STEVE MARCINIAK is director of pharmacy services for Care Choices, a nonprofit health care organization and a subsidiary of Trinity Health. Care Choices HMO is ranked No. 12 among 257 commercial plans nationwide and is the top-rated plan in Michigan, according to U.S. News & World Report/NCQA “America’s Best Health Plans, 2005.”
A recent report in the Detroit Free Press highlighted some of the risks involved in using PBMs’ full suite of services.
“According to the Henry J. Kaiser Family Foundation, a California organization that studies health care costs, benefit managers boost market share in two major ways: adding drugs to the list of medicines employers pay for and encouraging doctors to use those drugs, even if they are more expensive.

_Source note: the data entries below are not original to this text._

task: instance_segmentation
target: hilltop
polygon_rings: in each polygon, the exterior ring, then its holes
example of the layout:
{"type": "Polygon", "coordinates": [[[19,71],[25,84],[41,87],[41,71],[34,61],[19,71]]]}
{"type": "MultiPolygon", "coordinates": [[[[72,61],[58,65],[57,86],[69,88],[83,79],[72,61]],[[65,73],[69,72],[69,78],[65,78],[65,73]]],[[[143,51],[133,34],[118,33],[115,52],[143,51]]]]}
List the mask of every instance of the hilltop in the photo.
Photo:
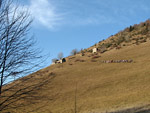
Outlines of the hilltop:
{"type": "Polygon", "coordinates": [[[3,105],[4,112],[149,112],[149,50],[147,20],[67,57],[62,64],[51,65],[5,86],[12,90],[3,94],[3,99],[10,97],[3,105]],[[93,48],[98,48],[98,52],[92,53],[93,48]],[[103,62],[111,60],[132,62],[103,62]]]}

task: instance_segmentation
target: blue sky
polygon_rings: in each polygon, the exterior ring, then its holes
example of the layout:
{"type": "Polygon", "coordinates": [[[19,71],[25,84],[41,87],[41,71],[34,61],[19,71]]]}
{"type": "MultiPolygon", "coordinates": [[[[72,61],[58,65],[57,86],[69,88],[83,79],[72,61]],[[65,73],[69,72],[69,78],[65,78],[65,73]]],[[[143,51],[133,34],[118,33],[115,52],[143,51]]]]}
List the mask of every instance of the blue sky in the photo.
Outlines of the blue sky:
{"type": "Polygon", "coordinates": [[[23,0],[34,22],[31,33],[49,53],[88,48],[120,30],[150,18],[150,0],[23,0]]]}

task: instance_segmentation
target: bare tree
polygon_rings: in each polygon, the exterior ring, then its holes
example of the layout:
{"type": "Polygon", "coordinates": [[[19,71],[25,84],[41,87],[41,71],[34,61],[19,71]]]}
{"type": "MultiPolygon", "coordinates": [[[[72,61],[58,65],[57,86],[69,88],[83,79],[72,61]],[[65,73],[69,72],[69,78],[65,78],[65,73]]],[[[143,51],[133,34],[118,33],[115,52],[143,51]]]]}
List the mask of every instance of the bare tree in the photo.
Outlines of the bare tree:
{"type": "Polygon", "coordinates": [[[28,35],[30,14],[13,2],[2,1],[0,7],[0,96],[6,83],[31,72],[41,58],[33,37],[28,35]]]}
{"type": "Polygon", "coordinates": [[[56,63],[57,60],[58,60],[57,58],[54,58],[54,59],[52,59],[52,62],[56,63]]]}
{"type": "Polygon", "coordinates": [[[58,54],[58,59],[62,59],[63,57],[64,57],[64,56],[63,56],[63,53],[62,53],[62,52],[58,54]]]}
{"type": "Polygon", "coordinates": [[[72,51],[71,51],[71,55],[76,55],[78,53],[78,50],[77,49],[73,49],[72,51]]]}

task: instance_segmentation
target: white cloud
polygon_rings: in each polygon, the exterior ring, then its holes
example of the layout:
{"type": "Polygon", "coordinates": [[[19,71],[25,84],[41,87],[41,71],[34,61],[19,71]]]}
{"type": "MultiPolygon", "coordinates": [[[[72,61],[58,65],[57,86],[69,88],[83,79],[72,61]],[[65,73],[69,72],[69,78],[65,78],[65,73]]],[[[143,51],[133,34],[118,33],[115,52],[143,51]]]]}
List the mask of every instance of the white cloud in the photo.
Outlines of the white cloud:
{"type": "Polygon", "coordinates": [[[41,24],[49,29],[54,29],[63,20],[63,16],[56,12],[54,5],[48,0],[30,0],[29,10],[35,24],[41,24]]]}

The more sales grow, the more drug companies pay the benefit managers.”
This practice results in significantly higher prescription drug costs for employers, because much of the costs associated with pharmacy benefits lie in a company’s formulary.
What is a formulary and how does having one save money?
The Academy of Managed Care Pharmacies describes a formulary as “a continually updated list of medications which represent the current clinical judgment of physicians and other experts in the diagnosis and treatment of disease and preservation of health. The primary purpose of the formulary is to discourage the use of marginally effective drugs and treatments.”
A formulary is more than just a list of drugs. It is instituted and managed by a Pharmacy and Therapeutics (P&T) Committee, often comprised of pharmacists, physicians, benefit plan managers and other allied health professionals in and around the community. The committee has the expertise to help physicians decide which drugs should be utilized while maintaining high-quality patient care.
Some organizations have the resources to analyze their prescription benefit and pull their formulary in-house to have better control over which drugs are available to their employees and physicians. This saves money, but most employers need to rely on someone else to manage their benefits.
There are other options. Many health insurers have the resources and the know-how to institute and manage their own formularies, which results not only in significant cost savings for members but can also help ensure drug safety and efficacy.
Managing a formulary is key because of the continuous influx of new drugs in the market. Each drug must be thoroughly reviewed and clinically proven to be 1) clinically effective; 2) safe; and 3) cost-effective. Many health insurers promote the use of proven generics whenever possible. This reduces costs and promotes safety.
PBMs, on the other hand, can offer services that can be helpful to a health insurer.
- Provide broad access to a national network of pharmacies
- Process claims efficiently and cost-effectively
When used in this capacity, PBMs can help control costs and allow health insurers to concentrate on providing other services to their customers.
If your health insurer uses a PBM, there’s no need to panic you aren’t necessarily at the mercy of secret deals and designer drugs. First, verify that your insurer has its own formulary overseen by an internal P&T committee. Second, ask how your insurer uses its PBM.
Third, a good health insurer is always available to answer your pharmacy questions. Your insurer and PBM may actually be keeping your crew healthy and your cargo light.
Steve Marciniak, R.Ph., is director of pharmacy services at Care Choices, a nonprofit health care organization and a subsidiary of Trinity Health. Care Choices HMO is ranked first in Michigan in clinical excellence in health plans, according to the National Committee for Quality Assurance.